Tomsk hotel managers say they assisted Navalny’s associates after his illness, and Navalny demands return of evidence now that inquiry deadline has passed
Last week, associates of Alexey Navalny revealed that they’d retrieved an apparently poison-laced water bottle from his hotel room in Tomsk. On September 21, a source at the hotel informed the news agency RIA Novosti that managers at the facility agreed to admit Navalny’s aides after learning that he’d fallen ill aboard his flight home to Moscow.
“We figured we’d help and decided to show them. Maybe it would turn out to be food poisoning from something in the mini-bar. I’d never seen it before, but anything can happen. I was present while we showed them the room,” a woman at the hotel told RIA Novosti.
The hotel manager said the establishment contacted Russia’s Consumer Protection Agency after Navalny’s associates reported that they’d recovered a Novichok-laced water bottle from his hotel room. State officials reportedly collected samples from the room but found no evidence of poison. The bottled water in question was apparently from a popular manufacturer (footage released by Navalny’s associates suggests that the water was from the “Saint Spring” company) and delivered by a “trusted supplier.” “I don’t know why there were so many bottles in the room. [Navalny] was the only occupant,” said RIA Novosti’s source.

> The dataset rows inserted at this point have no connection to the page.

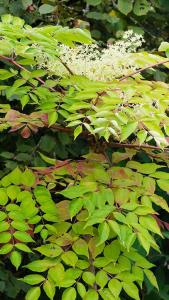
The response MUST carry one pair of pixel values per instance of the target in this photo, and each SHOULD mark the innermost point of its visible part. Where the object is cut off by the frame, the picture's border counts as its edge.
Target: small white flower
(91, 61)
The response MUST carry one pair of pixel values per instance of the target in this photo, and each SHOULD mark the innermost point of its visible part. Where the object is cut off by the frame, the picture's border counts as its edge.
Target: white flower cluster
(96, 64)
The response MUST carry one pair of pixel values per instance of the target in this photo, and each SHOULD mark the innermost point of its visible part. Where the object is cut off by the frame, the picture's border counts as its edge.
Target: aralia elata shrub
(83, 228)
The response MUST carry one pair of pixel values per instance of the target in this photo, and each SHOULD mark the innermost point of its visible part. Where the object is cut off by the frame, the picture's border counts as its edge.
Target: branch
(125, 145)
(65, 65)
(12, 61)
(143, 69)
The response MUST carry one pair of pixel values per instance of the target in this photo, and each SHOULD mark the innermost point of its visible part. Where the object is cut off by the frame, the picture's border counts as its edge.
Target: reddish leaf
(25, 133)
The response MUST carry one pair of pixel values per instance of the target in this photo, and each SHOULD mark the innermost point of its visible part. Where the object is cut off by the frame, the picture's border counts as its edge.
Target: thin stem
(65, 65)
(143, 69)
(125, 145)
(12, 61)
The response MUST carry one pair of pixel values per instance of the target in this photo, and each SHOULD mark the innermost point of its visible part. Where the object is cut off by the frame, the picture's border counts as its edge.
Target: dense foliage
(84, 167)
(107, 19)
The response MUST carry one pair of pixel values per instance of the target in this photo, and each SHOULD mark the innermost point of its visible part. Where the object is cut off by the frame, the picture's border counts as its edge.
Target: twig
(24, 69)
(125, 145)
(143, 69)
(65, 65)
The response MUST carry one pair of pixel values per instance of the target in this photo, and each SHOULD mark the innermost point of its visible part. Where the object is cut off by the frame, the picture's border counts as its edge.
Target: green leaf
(141, 7)
(20, 225)
(46, 9)
(69, 258)
(3, 216)
(131, 290)
(75, 191)
(23, 237)
(3, 196)
(75, 206)
(106, 294)
(33, 293)
(49, 289)
(16, 259)
(69, 294)
(115, 227)
(5, 237)
(24, 100)
(91, 294)
(50, 250)
(52, 118)
(81, 247)
(57, 273)
(77, 131)
(163, 184)
(94, 2)
(127, 130)
(151, 278)
(125, 6)
(13, 191)
(50, 161)
(150, 223)
(23, 247)
(28, 178)
(40, 265)
(81, 289)
(15, 176)
(33, 279)
(89, 278)
(102, 278)
(4, 226)
(115, 286)
(5, 249)
(103, 231)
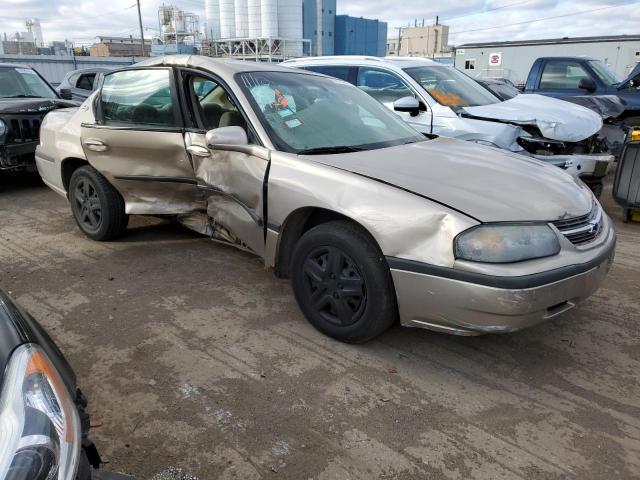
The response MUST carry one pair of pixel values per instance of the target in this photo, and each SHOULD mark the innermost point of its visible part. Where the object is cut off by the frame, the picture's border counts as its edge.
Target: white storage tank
(227, 19)
(212, 14)
(242, 20)
(269, 12)
(290, 25)
(255, 18)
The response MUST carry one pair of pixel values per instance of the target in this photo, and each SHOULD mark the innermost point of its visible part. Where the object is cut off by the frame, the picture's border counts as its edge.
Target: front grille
(23, 128)
(583, 229)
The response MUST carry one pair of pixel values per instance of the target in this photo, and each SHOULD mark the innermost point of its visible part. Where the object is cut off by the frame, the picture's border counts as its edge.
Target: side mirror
(225, 136)
(587, 84)
(407, 104)
(65, 94)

Also on September 21, in a blog post on his website, Navalny announced that he is demanding the return of the clothes taken from him when he was hospitalized in Omsk. Navalny’s request comes exactly a month since he was poisoned, timed to coincide with the expiration date of the Russian authorities’ preliminary inquiry into his sudden illness. “Given that Novichok was found on my body and that a contact method of exposure is very likely, my clothes are vital evidence,” Navalny explained.
On August 20, Alexey Navalny collapsed aboard a flight from Tomsk to Moscow, forcing an emergency landing in Omsk. Two days later, the opposition figure was moved to Berlin aboard an air ambulance for expert treatment.
On September 2, the German government announced that Navalny was exposed to a Novichok-class nerve agent. Without revealing its sources, the newspaper Der Spiegel reported that poison traces were found on one of Navalny’s water bottles.